Batch Operations: Things to know
Introduction#
Database is an integral part of any application and performance and persistance are real challenges faced by any web application. NoSql databases are no different in this matter and need to be dealt carefully. DynamoDB being one of the NoSQL database that is provided by Amazon Web Services support batch operations in addition to the CRUD operations. Lets start with Batch Operations. In this example we will learn how we can make use of Dynamo DB’s JAVA SDK to perform Batch Inserts.
Remarks#
Good to know about Batch operations
- Batch operation doesn’t minimize the HTTP request count, rather it has more features to handle when we receive a throttling error. To put it simple, each record that we insert into dynamo db will consume one http request.

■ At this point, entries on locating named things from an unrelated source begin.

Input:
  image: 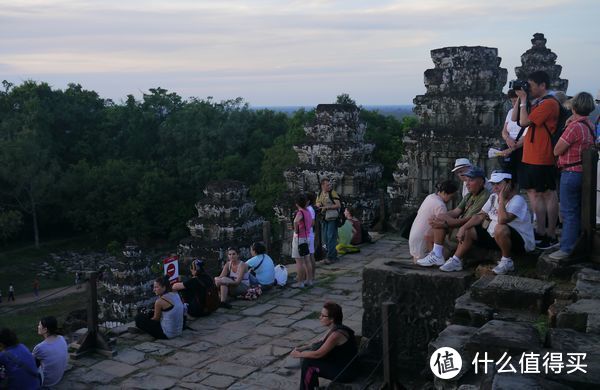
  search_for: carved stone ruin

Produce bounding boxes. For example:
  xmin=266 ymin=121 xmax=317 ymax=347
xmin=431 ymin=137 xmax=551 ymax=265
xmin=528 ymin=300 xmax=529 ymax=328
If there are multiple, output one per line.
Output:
xmin=274 ymin=104 xmax=383 ymax=254
xmin=515 ymin=33 xmax=569 ymax=92
xmin=179 ymin=180 xmax=264 ymax=275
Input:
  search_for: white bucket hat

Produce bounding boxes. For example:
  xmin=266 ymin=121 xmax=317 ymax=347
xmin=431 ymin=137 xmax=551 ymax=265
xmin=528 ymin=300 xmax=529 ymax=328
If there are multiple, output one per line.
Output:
xmin=452 ymin=158 xmax=472 ymax=172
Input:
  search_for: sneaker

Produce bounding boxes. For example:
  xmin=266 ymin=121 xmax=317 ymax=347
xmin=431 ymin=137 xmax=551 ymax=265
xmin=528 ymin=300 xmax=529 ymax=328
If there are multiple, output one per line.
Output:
xmin=535 ymin=236 xmax=558 ymax=250
xmin=533 ymin=230 xmax=546 ymax=244
xmin=219 ymin=302 xmax=232 ymax=309
xmin=417 ymin=252 xmax=444 ymax=267
xmin=492 ymin=260 xmax=515 ymax=275
xmin=548 ymin=249 xmax=571 ymax=260
xmin=440 ymin=257 xmax=462 ymax=272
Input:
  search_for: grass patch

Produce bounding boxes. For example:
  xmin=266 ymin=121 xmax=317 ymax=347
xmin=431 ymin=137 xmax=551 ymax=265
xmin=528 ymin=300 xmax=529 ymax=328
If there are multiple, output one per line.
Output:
xmin=0 ymin=237 xmax=98 ymax=300
xmin=0 ymin=290 xmax=87 ymax=349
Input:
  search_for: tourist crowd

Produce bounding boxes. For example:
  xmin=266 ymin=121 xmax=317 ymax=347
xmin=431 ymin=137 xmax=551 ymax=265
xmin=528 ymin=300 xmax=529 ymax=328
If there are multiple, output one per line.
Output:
xmin=409 ymin=71 xmax=600 ymax=274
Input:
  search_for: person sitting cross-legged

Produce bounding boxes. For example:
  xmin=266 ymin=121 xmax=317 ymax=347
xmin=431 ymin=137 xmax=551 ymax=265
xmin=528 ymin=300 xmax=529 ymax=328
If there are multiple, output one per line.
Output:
xmin=417 ymin=167 xmax=490 ymax=267
xmin=440 ymin=172 xmax=535 ymax=275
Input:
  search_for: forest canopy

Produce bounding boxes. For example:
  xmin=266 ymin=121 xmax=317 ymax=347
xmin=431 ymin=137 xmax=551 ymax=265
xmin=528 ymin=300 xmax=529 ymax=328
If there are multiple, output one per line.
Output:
xmin=0 ymin=81 xmax=414 ymax=245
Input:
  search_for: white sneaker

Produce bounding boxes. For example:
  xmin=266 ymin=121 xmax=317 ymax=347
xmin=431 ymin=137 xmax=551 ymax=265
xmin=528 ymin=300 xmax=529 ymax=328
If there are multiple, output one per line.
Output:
xmin=548 ymin=249 xmax=571 ymax=260
xmin=440 ymin=256 xmax=462 ymax=272
xmin=417 ymin=252 xmax=444 ymax=267
xmin=492 ymin=260 xmax=515 ymax=275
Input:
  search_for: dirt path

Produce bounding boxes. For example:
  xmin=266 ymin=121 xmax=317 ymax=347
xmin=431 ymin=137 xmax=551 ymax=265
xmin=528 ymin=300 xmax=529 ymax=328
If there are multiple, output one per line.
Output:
xmin=0 ymin=286 xmax=85 ymax=313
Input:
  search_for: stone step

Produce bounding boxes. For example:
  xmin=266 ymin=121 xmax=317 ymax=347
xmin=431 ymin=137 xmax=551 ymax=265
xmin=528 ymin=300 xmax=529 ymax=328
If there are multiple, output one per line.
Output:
xmin=427 ymin=325 xmax=478 ymax=382
xmin=574 ymin=268 xmax=600 ymax=299
xmin=471 ymin=275 xmax=554 ymax=313
xmin=465 ymin=320 xmax=542 ymax=360
xmin=556 ymin=299 xmax=600 ymax=334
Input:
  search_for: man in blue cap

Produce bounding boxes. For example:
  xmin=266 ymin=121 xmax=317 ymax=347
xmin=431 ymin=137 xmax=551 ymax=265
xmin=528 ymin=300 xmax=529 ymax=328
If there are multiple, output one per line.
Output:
xmin=417 ymin=167 xmax=490 ymax=269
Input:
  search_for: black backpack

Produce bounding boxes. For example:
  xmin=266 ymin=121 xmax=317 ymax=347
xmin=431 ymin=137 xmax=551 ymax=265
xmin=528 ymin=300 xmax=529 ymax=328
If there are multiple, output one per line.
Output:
xmin=327 ymin=191 xmax=346 ymax=228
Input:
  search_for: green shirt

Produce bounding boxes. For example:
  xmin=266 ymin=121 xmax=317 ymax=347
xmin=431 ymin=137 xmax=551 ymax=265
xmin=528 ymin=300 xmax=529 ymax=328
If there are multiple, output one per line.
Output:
xmin=457 ymin=187 xmax=490 ymax=218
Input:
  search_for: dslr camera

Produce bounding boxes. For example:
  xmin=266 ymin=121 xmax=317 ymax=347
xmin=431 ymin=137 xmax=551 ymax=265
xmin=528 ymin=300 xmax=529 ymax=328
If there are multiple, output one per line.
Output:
xmin=508 ymin=80 xmax=529 ymax=93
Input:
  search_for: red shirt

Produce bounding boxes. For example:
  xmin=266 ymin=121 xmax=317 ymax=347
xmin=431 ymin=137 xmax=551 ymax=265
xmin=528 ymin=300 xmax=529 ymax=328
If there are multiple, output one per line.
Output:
xmin=558 ymin=117 xmax=594 ymax=172
xmin=523 ymin=98 xmax=559 ymax=165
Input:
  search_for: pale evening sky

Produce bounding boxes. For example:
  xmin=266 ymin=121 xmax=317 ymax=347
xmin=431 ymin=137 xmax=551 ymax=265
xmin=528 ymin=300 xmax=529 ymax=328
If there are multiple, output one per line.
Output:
xmin=0 ymin=0 xmax=600 ymax=106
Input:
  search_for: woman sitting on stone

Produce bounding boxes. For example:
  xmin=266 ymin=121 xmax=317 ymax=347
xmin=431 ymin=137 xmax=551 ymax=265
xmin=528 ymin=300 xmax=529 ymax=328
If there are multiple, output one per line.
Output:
xmin=173 ymin=259 xmax=218 ymax=317
xmin=0 ymin=328 xmax=41 ymax=390
xmin=408 ymin=180 xmax=458 ymax=262
xmin=290 ymin=302 xmax=358 ymax=390
xmin=135 ymin=276 xmax=184 ymax=339
xmin=246 ymin=242 xmax=275 ymax=291
xmin=215 ymin=248 xmax=250 ymax=309
xmin=33 ymin=316 xmax=69 ymax=388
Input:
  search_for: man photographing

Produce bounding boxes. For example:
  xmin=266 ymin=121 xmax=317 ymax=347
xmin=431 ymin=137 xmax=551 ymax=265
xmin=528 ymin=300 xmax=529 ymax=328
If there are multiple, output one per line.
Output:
xmin=512 ymin=71 xmax=560 ymax=249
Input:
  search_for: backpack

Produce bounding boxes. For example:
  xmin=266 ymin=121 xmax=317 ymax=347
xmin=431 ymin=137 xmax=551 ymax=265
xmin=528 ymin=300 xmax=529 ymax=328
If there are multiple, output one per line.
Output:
xmin=532 ymin=95 xmax=572 ymax=148
xmin=275 ymin=264 xmax=287 ymax=286
xmin=327 ymin=191 xmax=346 ymax=228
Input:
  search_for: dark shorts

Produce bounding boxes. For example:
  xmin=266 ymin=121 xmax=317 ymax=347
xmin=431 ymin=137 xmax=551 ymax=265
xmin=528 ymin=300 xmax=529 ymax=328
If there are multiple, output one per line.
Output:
xmin=519 ymin=163 xmax=557 ymax=192
xmin=474 ymin=225 xmax=525 ymax=253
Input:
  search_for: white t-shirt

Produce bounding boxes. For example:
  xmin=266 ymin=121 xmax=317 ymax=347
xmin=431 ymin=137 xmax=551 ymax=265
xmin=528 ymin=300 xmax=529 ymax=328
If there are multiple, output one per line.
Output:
xmin=481 ymin=194 xmax=535 ymax=252
xmin=408 ymin=194 xmax=448 ymax=259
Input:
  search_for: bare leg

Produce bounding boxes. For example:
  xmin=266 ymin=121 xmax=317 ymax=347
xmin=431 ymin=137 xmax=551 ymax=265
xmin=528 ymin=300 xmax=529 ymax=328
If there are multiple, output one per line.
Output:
xmin=494 ymin=224 xmax=512 ymax=258
xmin=454 ymin=228 xmax=477 ymax=259
xmin=294 ymin=257 xmax=308 ymax=283
xmin=542 ymin=191 xmax=558 ymax=238
xmin=527 ymin=190 xmax=547 ymax=236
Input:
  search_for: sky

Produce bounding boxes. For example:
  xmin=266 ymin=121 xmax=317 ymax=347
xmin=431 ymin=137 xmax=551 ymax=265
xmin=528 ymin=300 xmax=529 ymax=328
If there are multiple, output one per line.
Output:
xmin=0 ymin=0 xmax=600 ymax=106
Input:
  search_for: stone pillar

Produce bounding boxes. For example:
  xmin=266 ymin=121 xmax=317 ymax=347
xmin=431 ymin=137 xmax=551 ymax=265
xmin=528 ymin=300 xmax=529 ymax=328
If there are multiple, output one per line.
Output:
xmin=387 ymin=46 xmax=508 ymax=227
xmin=515 ymin=33 xmax=569 ymax=92
xmin=179 ymin=180 xmax=264 ymax=275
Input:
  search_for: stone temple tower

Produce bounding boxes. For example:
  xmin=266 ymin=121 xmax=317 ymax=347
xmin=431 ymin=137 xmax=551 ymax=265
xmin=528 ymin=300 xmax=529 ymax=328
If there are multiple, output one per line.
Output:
xmin=388 ymin=46 xmax=508 ymax=227
xmin=515 ymin=33 xmax=569 ymax=92
xmin=274 ymin=104 xmax=383 ymax=254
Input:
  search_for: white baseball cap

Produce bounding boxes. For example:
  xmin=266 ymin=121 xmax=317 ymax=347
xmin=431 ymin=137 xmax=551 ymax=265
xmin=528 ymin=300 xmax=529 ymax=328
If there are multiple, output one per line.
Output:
xmin=488 ymin=172 xmax=512 ymax=184
xmin=452 ymin=158 xmax=472 ymax=172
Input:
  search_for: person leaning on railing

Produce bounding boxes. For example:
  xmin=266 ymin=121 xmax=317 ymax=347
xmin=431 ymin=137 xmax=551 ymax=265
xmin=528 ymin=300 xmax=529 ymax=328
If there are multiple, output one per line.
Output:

- Sound implementation of batch operation is to first to cache data temporarily and once we have the threshold number, ie 25, is the correct time to fire a batch request.
- Any request that fails due to throttling will be retried between(500-999 ) milliseconds, as recommended by Amazon best practices.
How to code the BatchWriteItemRequest and save data
private static void saveItem(List<EventTracker> items) {
List<WriteRequest> wrList = new ArrayList<>();
try {
for (EventTracker item : items) {
WriteRequest wreqItem;
wreqItem = getWriteRequest(item);
wrList.add(wreqItem);
}
try {
BatchWriteItemResult batchWriteItemResult = new BatchWriteItemResult();
do {
BatchWriteItemRequest batchWriteItemRequest = new BatchWriteItemRequest();
batchWriteItemRequest.addRequestItemsEntry(forumTableName, wrList);// setRequestItems(writeRequestitems);
batchWriteItemResult = amazonDynamoDB.batchWriteItem(batchWriteItemRequest);
// Check for unprocessed keys which could happen if you
// exceed
// provisioned throughput
Map<String, List<WriteRequest>> unprocessedItems = batchWriteItemResult.getUnprocessedItems();
if (unprocessedItems.size() == 0) {
System.out.println("No unprocessed items found");
} else {
System.out.println("Sleeping for: " + ThreadLocalRandom.current().nextInt(500, 999 + 1));
Thread.sleep(ThreadLocalRandom.current().nextInt(500, 999 + 1));
wrList = unprocessedItems.get(forumTableName);
System.out.println("Retrieving the unprocessed items");
}
} while (batchWriteItemResult.getUnprocessedItems().size() > 0);
} catch (Exception e) {
System.err.println("Failed to retrieve items: ");
e.printStackTrace(System.err);
}
} catch (Exception e) {
}
}
This is what we need to know if we want to make use of batch operations to put data to a dynamo db table. Lets see the steps that need to be followed to accomplish this. In this example, we are trying to persist a list of EventTracker data, which is my POJO.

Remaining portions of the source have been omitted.